Good on you for seeking a creative and compassionate solution — and for recognizing the other-stuff-besides-sexy worth of your repellant better half.
The fact that an open marriage rarely "works" shouldn't dissuade you; what you have now isn't working, and you can't continue like this. With one of you jonesing for chemistry and the other desperate for sex, you're both only a neighborhood key party away from infidelity anyway. Might as well do it above board.
But when I ask you "What have you got to lose?" — as I believe I just did — understand that it's not a rhetorical question. You have to answer it honestly if you're going seek other lovers while remaining committed to one another.

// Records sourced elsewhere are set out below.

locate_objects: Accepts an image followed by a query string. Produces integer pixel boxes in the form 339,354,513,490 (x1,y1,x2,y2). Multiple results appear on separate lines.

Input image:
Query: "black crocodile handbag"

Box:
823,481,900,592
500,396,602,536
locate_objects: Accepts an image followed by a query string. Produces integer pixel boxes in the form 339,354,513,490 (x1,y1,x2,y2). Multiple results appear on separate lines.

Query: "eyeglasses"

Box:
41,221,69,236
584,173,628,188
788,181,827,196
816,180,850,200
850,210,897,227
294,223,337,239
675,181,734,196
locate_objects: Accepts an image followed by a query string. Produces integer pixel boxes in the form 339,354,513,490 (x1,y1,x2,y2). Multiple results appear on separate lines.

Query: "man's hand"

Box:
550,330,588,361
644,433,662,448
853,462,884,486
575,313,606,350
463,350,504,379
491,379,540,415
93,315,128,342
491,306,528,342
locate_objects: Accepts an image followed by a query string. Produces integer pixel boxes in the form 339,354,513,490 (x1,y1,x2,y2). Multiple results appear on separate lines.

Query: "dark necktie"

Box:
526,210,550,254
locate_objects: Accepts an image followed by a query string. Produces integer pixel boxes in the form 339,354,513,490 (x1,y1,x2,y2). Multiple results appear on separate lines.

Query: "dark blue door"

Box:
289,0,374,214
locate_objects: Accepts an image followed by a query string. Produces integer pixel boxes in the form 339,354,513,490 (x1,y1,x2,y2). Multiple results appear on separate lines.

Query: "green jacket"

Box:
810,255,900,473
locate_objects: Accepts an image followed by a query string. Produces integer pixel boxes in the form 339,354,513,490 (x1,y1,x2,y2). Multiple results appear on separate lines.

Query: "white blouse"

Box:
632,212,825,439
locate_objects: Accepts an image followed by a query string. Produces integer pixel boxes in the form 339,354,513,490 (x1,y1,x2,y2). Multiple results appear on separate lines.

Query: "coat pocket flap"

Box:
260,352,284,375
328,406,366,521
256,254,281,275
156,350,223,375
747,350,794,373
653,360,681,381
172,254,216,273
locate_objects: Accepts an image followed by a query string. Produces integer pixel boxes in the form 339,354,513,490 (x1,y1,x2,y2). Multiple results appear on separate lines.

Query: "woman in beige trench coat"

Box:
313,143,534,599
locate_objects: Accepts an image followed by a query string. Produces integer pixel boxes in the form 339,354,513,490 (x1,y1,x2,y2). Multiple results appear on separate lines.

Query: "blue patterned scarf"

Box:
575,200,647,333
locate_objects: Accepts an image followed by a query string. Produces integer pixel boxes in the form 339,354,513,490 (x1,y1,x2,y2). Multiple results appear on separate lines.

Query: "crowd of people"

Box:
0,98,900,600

I'm guessing the reason open marriages fail is because few of us are as pragmatic as we think we are. Sure, you and your spouse seem fairly phlegmatic (any guy who can insist on sex with his gagging, recoiling wife is, um, really skilled at compartmentalizing). But in the rope that holds a marriage together, it's really hard to untangle sex from all the other fundamental filaments: love, trust, affection, history, intimacy, self-image.
You don't want your husband's sexual attention, but what about his affection, devotion — even his gushing attraction for you? Are you quite prepared to lose those if he aims his spigot elsewhere? And if you find that "incredible chemistry" you seek with another man, don't you hope to fall in love? What then?!
Climb out of the sexual stockade you're stuck in. Go ahead. Scale the walls of convention, if it'll free you both to find your "God, yes!" I hope it works out. Just don't be surprised if your marriage box comes unhinged.